Noi, soli di fronte allo stalinismo

Negli «anni folli» dalla creazione del Cominform alla guerra di Corea, la corrente della Sinistra Comunista italiana si organizza definitivamente in P. C. Internazionalista e si presenta come l’unico gruppo rimasto fedele al marxismo rivoluzionario. Solo, in mezzo all’isterismo collettivo che nella pretesa imminenza della terza guerra mondiale non trovava nulla di meglio da fare che abbandonare la teoria marxista e mettersi al servizio aperto o mascherato dei due blocchi, il nostro Partito proclamò allora che la terza guerra mondiale non era affatto imminente. Solo, esso negò la stessa esistenza di un «blocco orientale» che volesse muovere guerra agli Stati Uniti. Solo, ribadì che gli Stati Uniti erano e rimanevano il centro del capitalismo mondiale e previde che il Piano Marshall sarebbe stato esteso all’Europa Orientale. Solo, confutò la pretesa staliniana secondo la quale il socialismo sarebbe stato «costruito» in U.R.S.S. Solo, dimostrò che nessun «nuovo modo di produzione» aveva sostituito il «vecchio capitalismo dell’ottocento» di Marx, e che l’U.R.S.S., culla di questo «nuovo modo di produzione», si trovava nella fase di transizione dal feudalesimo al capitalismo. Negli «anni folli» dal 1947 al 1952, i pochi militanti rimasti fedeli al marxismo rivoluzionario buttarono sul viso degli isterici, degli attivisti, dei traditori, dei venduti al capitale, la verità: il proletariato è stato sconfitto nella più terribile controrivoluzione della storia: il decennio 1950–1960 non darà luogo a nessun tentativo rivoluzionario: il primo e unico compito del partito rivoluzionario nella situazione attuale è rappresentato dalla difesa della teoria marxista.

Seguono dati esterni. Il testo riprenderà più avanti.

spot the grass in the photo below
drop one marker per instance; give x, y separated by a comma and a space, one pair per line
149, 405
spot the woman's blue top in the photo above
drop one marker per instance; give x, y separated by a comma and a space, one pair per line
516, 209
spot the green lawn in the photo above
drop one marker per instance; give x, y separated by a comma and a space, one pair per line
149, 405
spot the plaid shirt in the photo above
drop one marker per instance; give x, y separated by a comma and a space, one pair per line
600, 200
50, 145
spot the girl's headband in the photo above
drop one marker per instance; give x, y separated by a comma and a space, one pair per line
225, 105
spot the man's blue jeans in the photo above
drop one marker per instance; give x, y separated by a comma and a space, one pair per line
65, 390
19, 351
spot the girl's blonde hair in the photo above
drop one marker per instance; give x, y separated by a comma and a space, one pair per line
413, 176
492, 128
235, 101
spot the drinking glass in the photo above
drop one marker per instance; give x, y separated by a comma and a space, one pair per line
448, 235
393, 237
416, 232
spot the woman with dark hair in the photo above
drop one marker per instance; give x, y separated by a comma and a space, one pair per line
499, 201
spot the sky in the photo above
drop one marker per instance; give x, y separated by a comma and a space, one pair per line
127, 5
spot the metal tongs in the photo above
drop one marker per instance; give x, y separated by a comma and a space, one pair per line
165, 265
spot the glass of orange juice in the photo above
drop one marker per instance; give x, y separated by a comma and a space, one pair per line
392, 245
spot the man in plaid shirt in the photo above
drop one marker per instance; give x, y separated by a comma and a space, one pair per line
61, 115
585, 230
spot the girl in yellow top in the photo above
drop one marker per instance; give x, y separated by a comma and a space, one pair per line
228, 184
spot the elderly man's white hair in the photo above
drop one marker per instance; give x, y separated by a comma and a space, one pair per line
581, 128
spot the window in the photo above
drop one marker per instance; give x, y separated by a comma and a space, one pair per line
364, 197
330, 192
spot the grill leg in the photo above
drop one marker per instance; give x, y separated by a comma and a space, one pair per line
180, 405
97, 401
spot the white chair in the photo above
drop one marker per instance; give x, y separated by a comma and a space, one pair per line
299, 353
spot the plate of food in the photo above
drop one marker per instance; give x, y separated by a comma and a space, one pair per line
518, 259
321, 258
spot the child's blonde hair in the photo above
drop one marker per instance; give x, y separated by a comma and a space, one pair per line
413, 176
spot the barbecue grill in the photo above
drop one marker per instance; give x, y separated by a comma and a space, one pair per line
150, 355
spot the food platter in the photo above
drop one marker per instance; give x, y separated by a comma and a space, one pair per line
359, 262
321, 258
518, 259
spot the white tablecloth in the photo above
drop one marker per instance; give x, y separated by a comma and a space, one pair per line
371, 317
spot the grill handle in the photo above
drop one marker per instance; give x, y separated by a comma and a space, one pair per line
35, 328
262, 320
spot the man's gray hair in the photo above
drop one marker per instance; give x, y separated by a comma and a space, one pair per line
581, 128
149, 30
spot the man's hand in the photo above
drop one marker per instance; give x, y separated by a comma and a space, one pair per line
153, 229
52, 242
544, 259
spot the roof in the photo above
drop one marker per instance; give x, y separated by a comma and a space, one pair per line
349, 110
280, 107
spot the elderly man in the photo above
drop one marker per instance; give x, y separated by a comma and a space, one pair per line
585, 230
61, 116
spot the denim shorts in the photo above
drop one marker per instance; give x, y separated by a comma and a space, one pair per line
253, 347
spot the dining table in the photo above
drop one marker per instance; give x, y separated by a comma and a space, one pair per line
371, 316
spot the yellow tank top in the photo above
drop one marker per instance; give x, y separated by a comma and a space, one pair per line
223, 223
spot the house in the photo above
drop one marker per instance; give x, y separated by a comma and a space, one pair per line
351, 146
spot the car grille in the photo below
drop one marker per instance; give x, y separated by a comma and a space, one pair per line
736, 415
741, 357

Primi sgambetti russi a Mao

Questo fu detto, nel 1950, dal nostro Partito. Perciò, noi ci proclamammo allora IL PARTITO: non per investitura divina, né per il numero dei nostri seguaci, ma per l’empirica constatazione che tutti coloro che pretendevano di parlare a nome del proletariato erano in realtà passati al servizio del capitale. Da allora 15 anni sono trascorsi, Mao non ha ottenuto dal Cremlino il riconoscimento del carattere «socialista» della «grande rivoluzione cinese». Ciò da quando la «Pravda», nel resoconto del ricevimento per il settantesimo di Stalin, nel 1949, distinse sottilmente fra le «democrazie popolari impegnate nella lotta per l’edificazione del socialismo» e la Cina che aveva solo spezzato «il giogo dell’oppressione coloniale». Ciò da quando le «Isvestia», nel 1951, criticarono aspramente l’opinione secondo la quale la «grande rivoluzione cinese» avrebbe superato i limiti di una rivoluzione democratico borghese e «antifeudale» e avrebbe contenuto in sé elementi socialisti. Ciò da quando Zhukov, in un dibattito organizzato dall’Accademia delle Scienze sovietiche, dichiarò nel novembre 1951 che la Cina sarebbe stata assorbita ancora per «molto tempo» dall’eliminazione delle «vestigia del feudalesimo», e negò che si potesse «proporre la Cina come modello alle rivoluzioni nazionali, popolari e democratiche degli altri popoli dell’Asia». Ciò da quando V. Avarnic, in un articolo del febbraio 1950 su «Voprosy ekonomiki» assegnò alla
«grande rivoluzione cinese» il compito di «creare le condizioni preliminari che le avrebbero permesso un giorno di impegnarsi nella costruzione delle fondamenta dell’economia socialista».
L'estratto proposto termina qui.